Weite Wege hat aber nicht nur der Pflegedienst zurückzulegen. Ob Fachärzte, Sanitätshäuser oder Apotheken viele Anlaufstellen für Senioren sind nur noch in den Städten oder ländlichen Zentralorten zu finden. Ein echtes Problem angesichts der alternden Bevölkerung auf dem Land. In Schleswig-Holstein steigt die Zahl der Über-60-Jährigen in den nächsten 20 Jahren um 35,3 Prozent, sagt eine Studie des Bundesinstituts für Bau-, Stadt- und Raumforschung. Im Südwesten des Bundeslandes soll der Anteil dieser Altersgruppe an der Gesamtbevölkerung auf satte 39,3 Prozent steigen. Damit erhöht sich auch die Zahl derer, die Unterstützung im Haushalt und Pflege benötigen. Um für diese gleiche Lebensbedingungen unabhängig vom Wohnort zu schaffen, sieht Heinrich Deicke die Politik in der Pflicht: „Die Leitlinie ambulant vor stationär darf sich nicht auf die Städte beschränken!“ Eine Möglichkeit zur Stärkung der Infrastruktur sieht er darin, u.a. angesichts der langen Wege analog zum diskutierten Landärztezuschlag auch für Leistungen der Krankenpflege einen Zuschlag zu gewähren. 10,23 Euro zahlen die Krankenkassen pro Hausbesuch, egal ob nur Augentropfen gegeben werden oder noch ein Verbandswechsel und eine Insulinspritze hinzukommen. Und egal, wie weit die Strecke zum Patienten ist.
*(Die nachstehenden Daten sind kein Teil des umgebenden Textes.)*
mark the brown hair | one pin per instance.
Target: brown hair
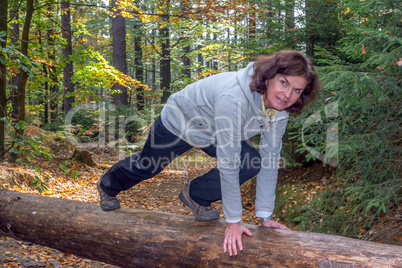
(286, 62)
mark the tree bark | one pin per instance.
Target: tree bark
(119, 52)
(15, 32)
(165, 71)
(3, 72)
(309, 29)
(139, 67)
(133, 238)
(68, 70)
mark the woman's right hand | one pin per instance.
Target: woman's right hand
(233, 235)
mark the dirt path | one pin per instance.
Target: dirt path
(157, 194)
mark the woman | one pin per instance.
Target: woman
(219, 114)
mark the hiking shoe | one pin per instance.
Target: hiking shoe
(107, 202)
(201, 213)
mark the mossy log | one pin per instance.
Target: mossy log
(134, 238)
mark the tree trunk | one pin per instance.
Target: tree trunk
(165, 71)
(15, 32)
(139, 67)
(309, 29)
(119, 52)
(52, 101)
(134, 238)
(68, 70)
(3, 73)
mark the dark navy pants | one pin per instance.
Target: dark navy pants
(160, 149)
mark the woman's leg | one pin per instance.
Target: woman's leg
(159, 151)
(207, 188)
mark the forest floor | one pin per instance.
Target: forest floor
(157, 194)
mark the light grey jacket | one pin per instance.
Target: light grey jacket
(221, 109)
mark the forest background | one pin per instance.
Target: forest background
(88, 72)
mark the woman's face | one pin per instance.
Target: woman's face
(283, 91)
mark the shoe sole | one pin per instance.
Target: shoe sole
(104, 207)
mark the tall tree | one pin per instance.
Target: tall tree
(15, 36)
(52, 101)
(165, 71)
(23, 77)
(119, 51)
(138, 62)
(68, 70)
(3, 76)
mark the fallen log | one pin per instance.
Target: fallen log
(134, 238)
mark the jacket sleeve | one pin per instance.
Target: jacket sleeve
(228, 122)
(270, 147)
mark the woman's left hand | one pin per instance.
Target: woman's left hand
(274, 224)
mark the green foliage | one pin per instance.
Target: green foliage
(361, 76)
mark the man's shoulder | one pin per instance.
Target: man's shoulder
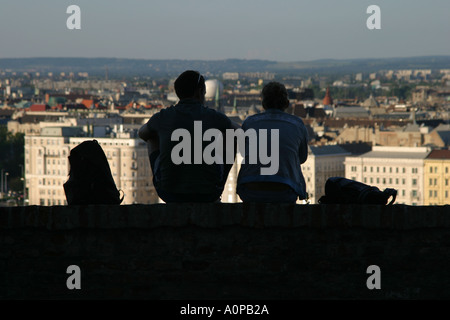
(279, 115)
(215, 114)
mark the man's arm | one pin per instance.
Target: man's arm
(235, 125)
(147, 131)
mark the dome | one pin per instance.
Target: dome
(211, 88)
(327, 101)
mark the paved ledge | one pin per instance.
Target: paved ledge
(220, 215)
(225, 251)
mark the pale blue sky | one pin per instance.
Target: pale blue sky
(282, 30)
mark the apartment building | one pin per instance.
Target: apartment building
(323, 162)
(47, 166)
(401, 168)
(437, 178)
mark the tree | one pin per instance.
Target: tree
(12, 156)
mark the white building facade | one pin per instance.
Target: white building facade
(47, 166)
(400, 168)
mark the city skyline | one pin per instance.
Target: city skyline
(209, 30)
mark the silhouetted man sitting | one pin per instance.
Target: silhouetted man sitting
(287, 184)
(191, 181)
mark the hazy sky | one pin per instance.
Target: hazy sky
(282, 30)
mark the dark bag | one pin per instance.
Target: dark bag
(90, 179)
(339, 190)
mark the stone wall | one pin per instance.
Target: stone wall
(225, 251)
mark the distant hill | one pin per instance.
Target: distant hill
(127, 67)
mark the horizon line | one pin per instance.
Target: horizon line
(226, 59)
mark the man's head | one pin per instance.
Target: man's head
(274, 96)
(190, 84)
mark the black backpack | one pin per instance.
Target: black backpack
(90, 179)
(339, 190)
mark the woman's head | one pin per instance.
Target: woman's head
(190, 84)
(274, 96)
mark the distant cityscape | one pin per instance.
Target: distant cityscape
(387, 127)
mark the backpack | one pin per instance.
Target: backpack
(90, 179)
(339, 190)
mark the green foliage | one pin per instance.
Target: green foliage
(12, 156)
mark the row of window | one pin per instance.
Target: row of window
(434, 182)
(387, 181)
(391, 169)
(383, 169)
(52, 202)
(434, 194)
(434, 169)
Sich mit der Pflege Diakonie aus der Fläche zurückzuziehen und sich auf die wirtschaftlichere Versorgung in Ballungsräumen zu konzentrieren, ist für Deicke indiskutabel: „Unsere Wirtschaftlichkeit als Pflegedienst entscheidet sich nicht in Weddelbrook, aber unser diakonisches Profil!“ So wie die Kirche im Dorf bleibe, bleibe auch die Diakonie und versuche, das generationenübergreifende Miteinander und die nachbarschaftlichen Netzwerke zu stärken und zu stützen. Die Pflege Diakonie will auf den absehbar steigenden Bedarf an Pflegeleistungen in ländlichen Regionen mit der Gründung weiterer Stationen reagieren, und so auch Arbeitsplätze vor Ort schaffen. Denn auch auf dem Lande sind Großfamilien, die sich Tag und Nacht um die Großeltern kümmern, nicht mehr die Regel. Die jüngere Generation pendelt zum Arbeiten in die Stadt und umgekehrt werden diejenigen jetzt in Segeberg alt, die vor Jahren als Pendler wegen der günstigen Mieten herzogen, aber keine Familie vor Ort haben.
Die Qualität der ambulanten Pflege auf dem Land streicht Catarina Herold-Brommann heraus, Pflegedienstleitung der Pflege Diakonie in Bad Bramstedt: „Ich liebe die Fahrten über Land. Da gibt es keine Parkplatzsuche oder Stop an Go an den Ampeln. Die Leute auf dem Dorf sind entspannter. Und sie freuen sich, wenn wir ihnen aus erster Hand berichten können, wie es mit der Baustelle auf dem Bleeck aussieht oder wie es war, als der Laster vor der Kirche lag.“ Rund ein Drittel der 60 Pflegekunden ihrer Station lebt außerhalb Bad Bramstedts. Und das soll nach dem Willen von Catarina Herold-Brommann und Heinrich Deicke auch so bleiben: „Dort alt zu werden, wo man immer leben wollte, das ist doch das Schönste!“
Die Pflege Diakonie
Die Pflege Diakonie Altholstein hat 16 Stationen zwischen Kiel und Norderstedt. Sie ist mit ambulanter Pflege sowohl in den Städten Kiel, Neumünster, Bad Bramstedt und Kaltenkirchen vertreten, als auch auf in ländlichen Regionen um Rickling, Felde, Bordesholm und Flintbek. 645 Mitarbeitende versorgen 1.747 Kunden. Sie leisten nicht nur Pflege, sondern fahren auch mit den Pflegekunden zum Arzt, kaufen ein oder helfen in Haushalt.
Die Pflege Diakonie besteht seit 1996, sie hervorgegangen aus der Alten- und Gemeindekrankenpflege der Kirchengemeinden. Die diakonische Pflege steht in der Tradition dieser kirchlichen Arbeit und ist daher mit den Gemeinden weiter eng verbunden.